Iminosugars Inhibit Dengue Virus Production via Inhibition of ER Alpha-Glucosidases—Not Glycolipid Processing Enzymes

It has long been thought that iminosugar antiviral activity is a function of inhibition of endoplasmic reticulum-resident α-glucosidases, and on this basis, many iminosugars have been investigated as therapeutic agents for treatment of infection by a diverse spectrum of viruses, including dengue virus (DENV). However, iminosugars are glycomimetics possessing a nitrogen atom in place of the endocyclic oxygen atom, and the ubiquity of glycans in host metabolism suggests that multiple pathways can be targeted via iminosugar treatment. Successful treatment of patients with glycolipid processing defects using iminosugars highlights the clinical exploitation of iminosugar inhibition of enzymes other than ER α-glucosidases. Evidence correlating antiviral activity with successful inhibition of ER glucosidases together with the exclusion of alternative mechanisms of action of iminosugars in the context of DENV infection is limited. Celgosivir, a bicyclic iminosugar evaluated in phase Ib clinical trials as a therapeutic for the treatment of DENV infection, was confirmed to be antiviral in a lethal mouse model of antibody-enhanced DENV infection. In this study we provide the first evidence of the antiviral activity of celgosivir in primary human macrophages in vitro, in which it inhibits DENV secretion with an EC50 of 5 μM. We further demonstrate that monocyclic glucose-mimicking iminosugars inhibit isolated glycoprotein and glycolipid processing enzymes and that this inhibition also occurs in primary cells treated with these drugs. By comparison to bicyclic glucose-mimicking iminosugars which inhibit glycoprotein processing but do not inhibit glycolipid processing and galactose-mimicking iminosugars which do not inhibit glycoprotein processing but do inhibit glycolipid processing, we demonstrate that inhibition of endoplasmic reticulum-resident α-glucosidases, not glycolipid processing, is responsible for iminosugar antiviral activity against DENV. Our data suggest that inhibition of ER α-glucosidases prevents release of virus and is the primary antiviral mechanism of action of iminosugars against DENV.

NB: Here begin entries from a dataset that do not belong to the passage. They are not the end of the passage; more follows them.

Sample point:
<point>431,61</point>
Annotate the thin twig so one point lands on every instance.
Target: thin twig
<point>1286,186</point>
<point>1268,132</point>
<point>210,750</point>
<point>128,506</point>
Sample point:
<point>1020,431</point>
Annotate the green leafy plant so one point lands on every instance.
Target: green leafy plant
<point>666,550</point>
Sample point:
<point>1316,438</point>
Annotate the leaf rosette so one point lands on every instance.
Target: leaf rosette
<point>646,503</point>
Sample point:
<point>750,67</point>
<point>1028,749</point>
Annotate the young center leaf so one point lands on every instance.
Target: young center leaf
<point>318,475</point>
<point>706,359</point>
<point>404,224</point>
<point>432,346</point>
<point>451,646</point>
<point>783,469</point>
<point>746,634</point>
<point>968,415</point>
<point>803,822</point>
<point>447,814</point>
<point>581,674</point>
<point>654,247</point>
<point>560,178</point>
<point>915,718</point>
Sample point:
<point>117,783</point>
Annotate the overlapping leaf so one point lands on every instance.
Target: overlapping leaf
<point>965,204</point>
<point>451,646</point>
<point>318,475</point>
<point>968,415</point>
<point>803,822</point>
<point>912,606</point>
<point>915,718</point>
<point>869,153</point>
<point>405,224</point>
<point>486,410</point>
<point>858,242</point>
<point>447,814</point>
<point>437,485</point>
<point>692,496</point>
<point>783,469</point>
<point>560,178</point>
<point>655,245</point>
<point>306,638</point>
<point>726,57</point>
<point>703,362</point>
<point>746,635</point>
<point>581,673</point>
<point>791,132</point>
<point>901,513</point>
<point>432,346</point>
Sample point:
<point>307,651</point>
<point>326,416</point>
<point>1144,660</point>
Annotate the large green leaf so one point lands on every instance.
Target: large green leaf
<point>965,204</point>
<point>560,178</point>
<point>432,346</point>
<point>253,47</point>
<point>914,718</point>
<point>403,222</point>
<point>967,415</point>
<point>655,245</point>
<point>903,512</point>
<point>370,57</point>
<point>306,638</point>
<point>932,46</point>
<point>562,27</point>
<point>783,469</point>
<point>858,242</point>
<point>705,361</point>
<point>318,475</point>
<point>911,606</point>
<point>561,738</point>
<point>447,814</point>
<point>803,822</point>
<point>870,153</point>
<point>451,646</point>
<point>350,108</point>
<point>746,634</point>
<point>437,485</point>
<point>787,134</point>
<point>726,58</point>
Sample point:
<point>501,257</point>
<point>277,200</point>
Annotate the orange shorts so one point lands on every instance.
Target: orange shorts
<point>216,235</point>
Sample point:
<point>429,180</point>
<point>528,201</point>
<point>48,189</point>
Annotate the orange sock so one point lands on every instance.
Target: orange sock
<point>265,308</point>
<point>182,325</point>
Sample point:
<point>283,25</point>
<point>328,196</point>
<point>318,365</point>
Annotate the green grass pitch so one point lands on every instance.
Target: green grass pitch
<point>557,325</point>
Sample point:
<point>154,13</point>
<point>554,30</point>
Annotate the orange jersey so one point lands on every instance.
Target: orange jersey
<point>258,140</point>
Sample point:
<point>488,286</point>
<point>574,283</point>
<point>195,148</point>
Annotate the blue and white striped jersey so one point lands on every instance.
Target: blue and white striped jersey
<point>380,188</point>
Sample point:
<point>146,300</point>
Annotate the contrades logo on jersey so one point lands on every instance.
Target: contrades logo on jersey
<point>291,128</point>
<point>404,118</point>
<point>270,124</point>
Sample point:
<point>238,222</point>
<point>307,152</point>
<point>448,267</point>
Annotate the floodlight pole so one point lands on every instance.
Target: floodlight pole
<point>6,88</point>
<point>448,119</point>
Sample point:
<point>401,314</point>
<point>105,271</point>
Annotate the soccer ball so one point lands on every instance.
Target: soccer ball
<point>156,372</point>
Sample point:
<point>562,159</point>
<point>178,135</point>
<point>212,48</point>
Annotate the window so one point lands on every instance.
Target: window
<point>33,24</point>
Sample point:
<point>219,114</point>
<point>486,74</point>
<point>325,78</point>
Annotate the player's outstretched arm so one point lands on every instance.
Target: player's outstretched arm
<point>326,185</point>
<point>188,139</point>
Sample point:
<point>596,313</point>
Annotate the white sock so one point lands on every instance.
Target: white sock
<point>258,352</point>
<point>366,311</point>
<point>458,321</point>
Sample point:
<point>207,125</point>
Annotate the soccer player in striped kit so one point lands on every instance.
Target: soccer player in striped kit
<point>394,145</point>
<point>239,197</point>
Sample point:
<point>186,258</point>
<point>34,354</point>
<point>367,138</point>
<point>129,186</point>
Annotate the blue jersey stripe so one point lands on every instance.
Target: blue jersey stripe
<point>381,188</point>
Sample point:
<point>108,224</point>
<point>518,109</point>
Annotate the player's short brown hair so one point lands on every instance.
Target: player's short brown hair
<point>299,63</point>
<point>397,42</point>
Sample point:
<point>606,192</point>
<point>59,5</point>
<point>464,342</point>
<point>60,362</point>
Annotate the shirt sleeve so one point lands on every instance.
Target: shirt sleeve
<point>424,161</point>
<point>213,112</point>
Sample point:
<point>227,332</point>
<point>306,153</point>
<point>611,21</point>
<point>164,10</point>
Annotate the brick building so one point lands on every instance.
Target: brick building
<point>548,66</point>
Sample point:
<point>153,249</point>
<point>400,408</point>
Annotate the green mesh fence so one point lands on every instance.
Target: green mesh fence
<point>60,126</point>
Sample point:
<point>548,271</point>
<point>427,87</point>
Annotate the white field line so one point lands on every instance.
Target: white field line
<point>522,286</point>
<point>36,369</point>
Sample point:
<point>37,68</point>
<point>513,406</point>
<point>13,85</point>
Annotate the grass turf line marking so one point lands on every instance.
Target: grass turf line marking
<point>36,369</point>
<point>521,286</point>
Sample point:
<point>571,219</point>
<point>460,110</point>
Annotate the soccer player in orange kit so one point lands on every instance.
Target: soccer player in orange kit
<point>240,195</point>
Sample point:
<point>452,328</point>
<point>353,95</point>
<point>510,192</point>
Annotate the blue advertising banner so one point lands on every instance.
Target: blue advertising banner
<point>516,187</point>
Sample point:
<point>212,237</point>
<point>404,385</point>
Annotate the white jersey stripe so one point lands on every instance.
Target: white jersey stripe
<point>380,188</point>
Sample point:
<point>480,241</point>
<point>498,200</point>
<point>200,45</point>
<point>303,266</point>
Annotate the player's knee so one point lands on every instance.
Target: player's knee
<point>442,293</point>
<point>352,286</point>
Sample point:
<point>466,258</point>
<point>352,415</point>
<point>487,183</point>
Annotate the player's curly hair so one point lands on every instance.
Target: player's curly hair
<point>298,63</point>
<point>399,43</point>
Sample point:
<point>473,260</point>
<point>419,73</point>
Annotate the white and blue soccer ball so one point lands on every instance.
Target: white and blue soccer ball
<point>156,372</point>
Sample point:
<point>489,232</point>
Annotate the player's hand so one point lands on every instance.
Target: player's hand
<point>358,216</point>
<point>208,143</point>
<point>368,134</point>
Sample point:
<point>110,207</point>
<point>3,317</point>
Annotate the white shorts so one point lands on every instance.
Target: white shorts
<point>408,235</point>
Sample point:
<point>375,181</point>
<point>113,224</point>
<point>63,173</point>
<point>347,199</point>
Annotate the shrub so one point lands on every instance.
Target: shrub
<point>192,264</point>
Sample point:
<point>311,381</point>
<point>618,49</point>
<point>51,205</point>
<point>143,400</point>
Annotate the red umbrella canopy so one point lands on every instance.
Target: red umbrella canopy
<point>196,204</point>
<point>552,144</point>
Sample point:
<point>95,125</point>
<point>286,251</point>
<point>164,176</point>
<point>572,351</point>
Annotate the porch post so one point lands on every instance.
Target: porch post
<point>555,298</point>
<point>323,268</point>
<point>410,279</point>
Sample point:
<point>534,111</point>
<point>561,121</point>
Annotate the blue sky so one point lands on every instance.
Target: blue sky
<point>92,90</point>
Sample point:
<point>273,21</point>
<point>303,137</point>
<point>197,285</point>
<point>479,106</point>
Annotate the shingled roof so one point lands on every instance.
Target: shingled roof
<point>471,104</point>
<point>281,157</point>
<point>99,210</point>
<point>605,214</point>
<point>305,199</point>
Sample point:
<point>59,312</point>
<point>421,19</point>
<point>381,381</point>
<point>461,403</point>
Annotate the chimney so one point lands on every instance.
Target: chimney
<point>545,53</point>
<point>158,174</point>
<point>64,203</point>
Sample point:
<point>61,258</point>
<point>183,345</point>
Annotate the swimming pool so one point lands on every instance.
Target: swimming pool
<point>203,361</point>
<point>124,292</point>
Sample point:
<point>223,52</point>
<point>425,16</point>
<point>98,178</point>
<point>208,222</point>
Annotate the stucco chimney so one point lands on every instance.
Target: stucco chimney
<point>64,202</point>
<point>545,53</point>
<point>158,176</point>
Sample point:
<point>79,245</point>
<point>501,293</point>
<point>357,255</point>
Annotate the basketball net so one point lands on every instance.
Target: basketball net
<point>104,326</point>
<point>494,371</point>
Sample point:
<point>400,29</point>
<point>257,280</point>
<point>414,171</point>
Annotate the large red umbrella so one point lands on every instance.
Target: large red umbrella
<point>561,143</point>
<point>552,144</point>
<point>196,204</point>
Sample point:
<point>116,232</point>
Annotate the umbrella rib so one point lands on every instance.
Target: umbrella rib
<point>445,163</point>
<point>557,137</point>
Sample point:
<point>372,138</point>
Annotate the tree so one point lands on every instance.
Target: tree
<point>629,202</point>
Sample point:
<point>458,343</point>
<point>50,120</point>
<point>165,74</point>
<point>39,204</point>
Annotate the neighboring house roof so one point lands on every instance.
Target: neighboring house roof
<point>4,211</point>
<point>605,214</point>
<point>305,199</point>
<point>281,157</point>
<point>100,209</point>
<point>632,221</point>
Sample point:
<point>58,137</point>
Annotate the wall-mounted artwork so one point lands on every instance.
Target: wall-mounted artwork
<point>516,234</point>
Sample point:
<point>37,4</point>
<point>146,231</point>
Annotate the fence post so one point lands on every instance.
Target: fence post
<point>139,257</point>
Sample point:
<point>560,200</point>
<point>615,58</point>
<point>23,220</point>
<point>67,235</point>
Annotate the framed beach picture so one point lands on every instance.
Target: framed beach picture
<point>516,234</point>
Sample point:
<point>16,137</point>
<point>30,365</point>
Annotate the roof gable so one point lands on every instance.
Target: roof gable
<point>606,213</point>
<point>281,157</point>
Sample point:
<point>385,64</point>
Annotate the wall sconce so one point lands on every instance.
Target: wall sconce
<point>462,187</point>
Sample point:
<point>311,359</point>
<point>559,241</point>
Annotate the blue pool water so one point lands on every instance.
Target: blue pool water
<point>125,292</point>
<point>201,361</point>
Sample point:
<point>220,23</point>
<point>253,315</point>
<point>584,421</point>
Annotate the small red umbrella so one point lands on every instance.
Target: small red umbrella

长期以来，学界普遍认为亚氨基糖（iminosugar）的抗病毒活性源于对内质网（endoplasmic reticulum, ER）驻留α-葡萄糖苷酶的抑制作用。基于这一理论基础，诸多亚氨基糖被开发为广谱病毒感染治疗药物，其中涵盖登革病毒（DENV）。然而，亚氨基糖属于糖模拟物，其结构以氮原子取代了环内氧原子；而聚糖在宿主代谢中广泛分布，这提示亚氨基糖治疗可靶向多条通路。此前已有研究通过亚氨基糖成功治疗糖脂加工缺陷患者，这凸显了亚氨基糖可靶向内质网α-葡萄糖苷酶以外的酶类开展临床转化。目前，关于抗病毒活性与内质网葡萄糖苷酶抑制作用相关的证据，以及登革病毒感染背景下排除亚氨基糖其他作用机制的相关证据均较为匮乏。塞格司韦（Celgosivir）作为一种双环亚氨基糖，曾作为登革病毒感染治疗药物进入Ib期临床试验，其在抗体增强型登革病毒感染致死性小鼠模型中被证实具有抗病毒活性。本研究首次证实了塞格司韦在体外原代人巨噬细胞中的抗病毒活性：该药物以5 μM的半最大效应浓度（EC50）抑制登革病毒的分泌。我们进一步证明，单环葡萄糖模拟型亚氨基糖可抑制纯化的糖蛋白与糖脂加工酶，且该抑制效应在经此类药物处理的原代细胞中同样存在。通过对比两类亚氨基糖的作用特征：一类是可抑制糖蛋白加工但不影响糖脂加工的双环葡萄糖模拟型亚氨基糖，另一类是不抑制糖蛋白加工但可阻断糖脂加工的半乳糖模拟型亚氨基糖，我们证实，亚氨基糖抗登革病毒活性的核心机制是抑制内质网驻留α-葡萄糖苷酶，而非糖脂加工通路。本研究数据表明，抑制内质网α-葡萄糖苷酶可阻断病毒释放，这正是亚氨基糖抗登革病毒的主要抗病毒作用机制。